More than 100 people from Colorado and Wyoming showed up to show their support for the coal industry and to oppose the impacts of the standards to limit carbon dioxide emissions from new coal-fired plants that were proposed by the EPA in September.

Moffat County, CO Commissioner John Kinkaid was one of many who spoke about the real-world effects of legislation that would require carbon-capture technologies on any new coal-fired plant. The proposed technologies are still fledgling and expensive. The EPA mandate to include the technology would effectively halt the construction of new plants that are unable meet the stringent requirements, say opponents of the regulations. Furthermore, the legislation could lead to the shut down of some existing operations.

“Energy is our bread and butter in Moffat County,” said Kinkaid, who is the father of a coal miner. “You take away coal and you’ve killed Moffat County.”

The EPA is soliciting comment at 11 listening sessions around the country on the idea of some limit on carbon from operating plants.
“This is preliminary to something being drafted next year,” EPA spokesman Richard Mylott told the Denver Post.

The event at the State Capitol drew speakers from the Independence Institute, Colorado Mining Association, Arch Coal, Cloud Peak Energy, Utah Mining Association, Wyoming Rural Electric Cooperatives, Peabody Energy, Wyoming Policy Institute and the Wyoming Mining Association.

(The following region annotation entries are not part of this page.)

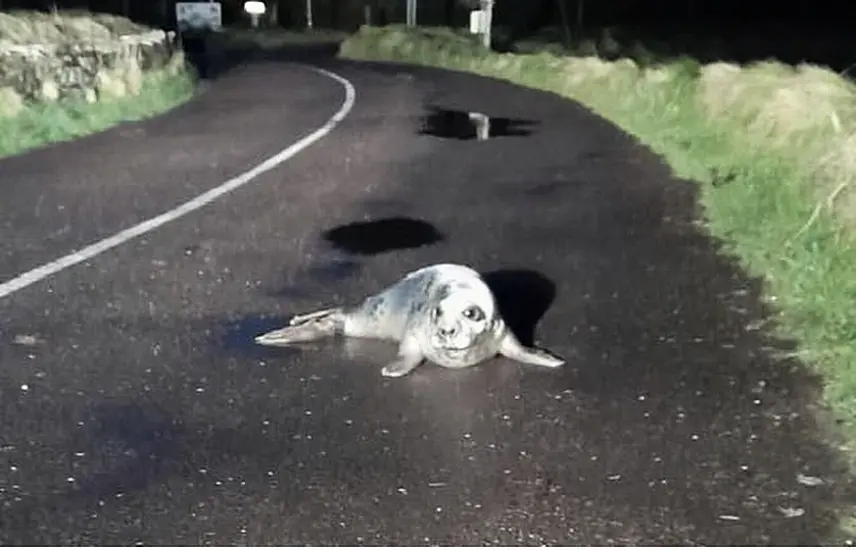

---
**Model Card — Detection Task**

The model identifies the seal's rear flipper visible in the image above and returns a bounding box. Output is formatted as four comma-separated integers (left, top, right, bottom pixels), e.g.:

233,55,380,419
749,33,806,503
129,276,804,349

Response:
499,334,565,368
255,308,344,346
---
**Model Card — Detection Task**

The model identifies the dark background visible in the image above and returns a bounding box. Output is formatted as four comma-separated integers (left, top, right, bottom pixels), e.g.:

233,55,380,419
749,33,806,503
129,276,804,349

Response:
0,0,856,71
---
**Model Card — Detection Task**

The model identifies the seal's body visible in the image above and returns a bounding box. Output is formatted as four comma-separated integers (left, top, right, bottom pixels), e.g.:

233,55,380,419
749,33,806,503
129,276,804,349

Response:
255,264,564,376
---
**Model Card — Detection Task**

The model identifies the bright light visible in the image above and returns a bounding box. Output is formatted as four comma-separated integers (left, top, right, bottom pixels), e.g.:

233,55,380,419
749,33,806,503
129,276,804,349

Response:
244,0,267,15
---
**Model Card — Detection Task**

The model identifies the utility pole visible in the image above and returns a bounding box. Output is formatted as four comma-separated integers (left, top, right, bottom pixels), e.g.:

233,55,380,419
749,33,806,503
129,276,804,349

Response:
405,0,417,27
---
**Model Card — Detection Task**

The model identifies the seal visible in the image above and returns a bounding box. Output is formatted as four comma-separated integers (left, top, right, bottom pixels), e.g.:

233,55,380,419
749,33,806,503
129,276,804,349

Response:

Colorado Mining Association President Stewart Sanderson pointed out that coal mining provided about 24,000 direct jobs to Colorado and the coal industry contributed $2.77 billion in direct and indirect economic contributions to the state in 2011.

Sanderson was also one of an estimated 300 people who attended the EPA’s listening session.

He spoke to the EPA earlier in the day, telling the agency that the proposed regulations for new coal power plants would mandate technologies for reducing carbon emissions that are not viable and effectively “regulate coal out of the energy mix.”

This sentiment was echoed by the speakers at the Capitol who warned of lost jobs, increased utility rates and continued economic struggles for communities dependant on coal.

“This is a critical, life and death issue,” said Americans for Prosperity state director Sean Paige. “You can’t have prosperity without a strong energy sector and coal provides reliable and affordable energy.”

Wyoming Rep. Sue Wallis made the trek from Campbell County, WY to speak at the rally. “Coal is affordable, reliant and abundant,” she said.

“We produce a great product that, in the past, has driven the economies of this nation, and the world. It must remain in the energy picture.”

The rally in Colorado came one day after an estimated 5,000 people and 30 members of Congress gathered on the West Lawn of the U.S. Capitol in Washington, DC to protest the EPA’s ‘war on coal.” (ME, Oct. 30). 

That rally included speeches from Senate Minority Leader Mitch McConnell (R-KY), Sen. Rand Paul (R-KY) and Sen. Joe Manchin (D-WV). The Senators urged the crowd to keep up the fight on the “war on coal,” stressing the vital role of coal mining in American cities.